With Mother’s Day around the corner, I wanted to write you a letter sharing some of my favourite memories. Walking through Bath yesterday I caught a waft of your perfume, Ysatis, and for a moment I thought you were somewhere up ahead of us. There are so many things I’m so grateful to you for, and I’m still in awe of all you achieved, and how you brought me up at the same time.
Do you remember snuggling up on the sofa together to watch Dallas, Dynasty and The Colbys? Today’s soap queens can’t hold a candle to Alexis. Although we could never understand why she fought so often with Krystle for Blake’s attentions!
Jewellery and make-up
Do you remember how I used to love playing with your make-up, costume jewellery, and drawer full of scarves? Funny how the wheel has come full circle as your grand-daughter plays the exact same games with mine. Except I don’t have any spit black cake mascara or orange lipstick …
Do you remember phoning my father at work one day from our new house, to ask him how to turn on the oven? After he’d stopped laughing and told you, you made the yummiest pavlova ever – I’ve never tasted another one anywhere near as good as yours.
Interest free credit
Do you remember how all your major purchases were governed by whether or not you could get them on interest-free credit? And how you always paid off all purchases in good time so you never incurred any interest? It’s a lesson I learned well and I have no credit card debt today, thanks to you.
Do you remember how I used to complain bitterly at being dragged around garden centres? I got so bored and could never understand why you loved looking at plants all the time – or buying them for that matter. I can see you smiling now as I inflict the same torture on your grand-daughter.
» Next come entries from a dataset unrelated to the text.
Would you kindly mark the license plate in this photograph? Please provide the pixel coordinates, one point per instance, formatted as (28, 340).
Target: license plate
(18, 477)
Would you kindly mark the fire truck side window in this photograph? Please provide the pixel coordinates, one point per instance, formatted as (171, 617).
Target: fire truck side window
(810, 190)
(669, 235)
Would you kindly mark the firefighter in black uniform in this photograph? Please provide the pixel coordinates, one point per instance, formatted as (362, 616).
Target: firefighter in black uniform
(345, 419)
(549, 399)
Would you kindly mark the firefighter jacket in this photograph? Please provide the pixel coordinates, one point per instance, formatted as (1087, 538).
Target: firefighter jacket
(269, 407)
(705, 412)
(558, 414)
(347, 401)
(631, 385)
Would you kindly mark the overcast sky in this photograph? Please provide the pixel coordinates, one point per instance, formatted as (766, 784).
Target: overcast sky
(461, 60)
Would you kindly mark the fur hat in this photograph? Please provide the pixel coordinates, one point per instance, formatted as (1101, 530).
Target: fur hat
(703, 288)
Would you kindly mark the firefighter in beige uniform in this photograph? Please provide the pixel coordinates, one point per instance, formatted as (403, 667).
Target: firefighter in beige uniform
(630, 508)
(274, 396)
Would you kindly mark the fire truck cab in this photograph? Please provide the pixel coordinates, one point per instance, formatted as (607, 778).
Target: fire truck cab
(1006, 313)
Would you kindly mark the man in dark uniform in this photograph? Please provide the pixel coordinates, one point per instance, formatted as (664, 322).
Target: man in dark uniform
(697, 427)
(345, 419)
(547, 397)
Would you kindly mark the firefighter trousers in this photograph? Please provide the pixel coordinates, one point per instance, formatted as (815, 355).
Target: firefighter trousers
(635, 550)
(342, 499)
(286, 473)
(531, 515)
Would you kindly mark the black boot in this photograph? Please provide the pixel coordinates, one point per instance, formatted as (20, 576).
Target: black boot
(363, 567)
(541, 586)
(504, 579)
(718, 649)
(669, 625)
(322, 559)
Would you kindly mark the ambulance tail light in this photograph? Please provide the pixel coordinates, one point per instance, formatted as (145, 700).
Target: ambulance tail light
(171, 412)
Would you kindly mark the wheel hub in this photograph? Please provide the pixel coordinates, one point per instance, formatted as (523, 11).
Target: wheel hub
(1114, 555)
Do you remember how you always gave me unconditional love and support? And tried to give me advice that I rarely listened to? You can laugh to yourself as this is happening right now with me and your grand-daughter.
Mummy, it’s been 28 years since I last saw you, spoke with you, held you. Cancer is a bitch. I hope your grand-daughter never has to lose her mother the way I lost you. It’s so unfair you never had the chance to meet each other, enjoy that special grandmother/grand-daughter bond, and gang up on me.
I hope you know how much I love you. I’m so thankful I had you to love me for as long as I did, and to teach me what I needed to learn. I am who I am today because of you and I hope you are proud of me. I still miss you, more than I can ever put into words. But I try so hard to believe that you’re watching over me, just as you always did when I was a child.